= Just Before the War with the Eskimos =

Short story by J. D. Salinger

"Just Before the War with the Eskimos" is a short story by J. D. Salinger originally published in the June 5, 1948, issue of The New Yorker. It was anthologized in Salinger's 1953 collection Nine Stories, and reprinted for Bantam in Manhattan: Stories from the Heart of a Great City in 1954. It is a tale of adolescent alienation and redemption in a post-World War II setting. It focuses primarily on 15-year-old Ginnie Mannox's meeting with her classmate Selena Graff's older brother, Franklin.

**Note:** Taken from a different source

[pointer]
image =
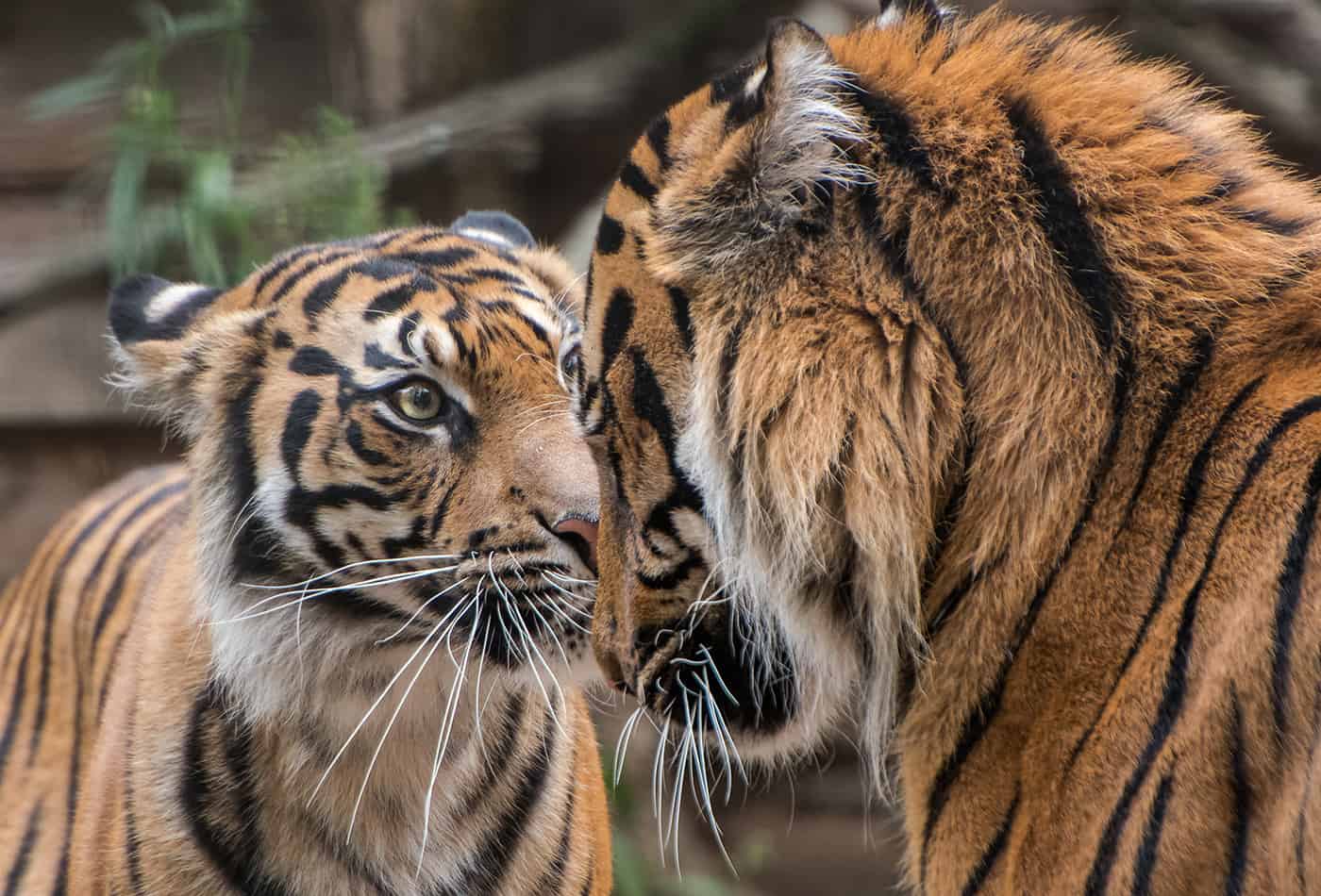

Poet and New Yorker editor Dorothy Parker called the story "urbane, clever, and absolutely well-written". At the time of its publication, it confused but delighted its audience.

==Plot summary==
This story begins with an argument between high school classmates Ginnie Mannox and Selena Graff, who both attend Miss Basehoar’s school in Manhattan. Ginnie confronts Selena about Selena’s habit of leaving Ginnie to pick up the cab fare after the two play tennis each Saturday. Selena tries to explain to Ginnie that her mother has pneumonia and that Selena would rather bring the money to class later, but Ginnie insists that Selena reimburse her immediately. This dispute takes the two girls to Selena’s apartment, where Selena goes inside to get money from her mother, leaving Ginnie in the living room alone.

Most of the narrative follows Ginnie’s conversation with Franklin, Selena’s irreverent older brother, whom Ginnie meets while Selena is inside. Ginnie appears repulsed by Franklin, who slinks into the room wearing pajamas, pressing his hand on a bleeding finger, which he accidentally cut in the bathroom. During their conversation, Franklin reveals that he once met Ginnie’s sister, Joan, and considers her the “Queen of the goddam snobs.” He also mentions that his unexplained heart troubles prohibited him from entering the Army, and that he has been working in an airplane factory for the past thirty-seven months. Because it is lunch time, Franklin offers Ginnie half of his chicken sandwich, and then goes inside to get ready for his friend Eric’s arrival. Eric and Franklin have plans to see Cocteau’s Beauty and the Beast, which Eric considers brilliant. While he is gone, Eric arrives and complains to Ginnie at length about his roommate, who is a writer.

When Selena comes back to the living room with the money, Ginnie insists that Selena keep it. Ginnie also says she may come over later that afternoon, despite previously suggesting that she already had plans for that evening. During her walk to a bus stop, Ginnie considers throwing away the chicken sandwich Franklin gave her, but ultimately decides not to, remembering how it once took her three days to throw away a dead Easter chick.

==Analysis==
Many critics note the biblical symbolism that appears throughout this story. James E. Bryan argues that Franklin can be viewed as a Christ figure, in the same manner as the Fat Lady from Salinger’s Franny and Zooey, for Franklin is literally bleeding when Ginnie first meets him. Ginnie’s eventual acceptance of Franklin’s chicken sandwich, associated with her inability to discard a dead Easter chick, serves as her symbolic acceptance of Christ.